Q - C'est un sacré teasing que nous vous faites. On suivra ça, bien sûr, à la fin du mois d'août, pour l'essentiel de ce plan. Pour conclure, très rapidement, avec vous, Olivier Becht : on mise sur quoi, là, sur un déficit commercial, à la fin de l'année, qui serait autour de quoi ? Selon les estimations, si on poursuit sur cette lancée-là, on serait autour des 100 milliards, donc quand même bien meilleur que l'an dernier. C'est à peu près ce que vous visez ?

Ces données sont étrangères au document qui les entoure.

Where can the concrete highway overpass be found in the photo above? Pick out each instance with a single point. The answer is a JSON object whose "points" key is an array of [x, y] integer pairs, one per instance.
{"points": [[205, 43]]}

R - Ecoutez, je ne vise pas de chiffres en particulier, d'abord parce que, par définition, le deuxième semestre est encore incertain, nous ne savons pas dans quel contexte nous allons évoluer, à la fois sur le plan géopolitique, sur le plan économique, vous l'avez dit, le prix des matières premières, pour certaines, peut repartir à la hausse. La Chine redémarre très lentement. Et puis, il y a bien sûr des hypothèques, on le voit bien aujourd'hui, avec la crise que nous avons dans le Sahel.

Q - Il faudra faire le mieux possible, donc ?

R - L'objectif, c'est de faire le mieux possible, de porter toutes nos entreprises qui le peuvent à l'exportation, et d'avoir un déficit qui régresse très fortement par rapport à l'année dernière.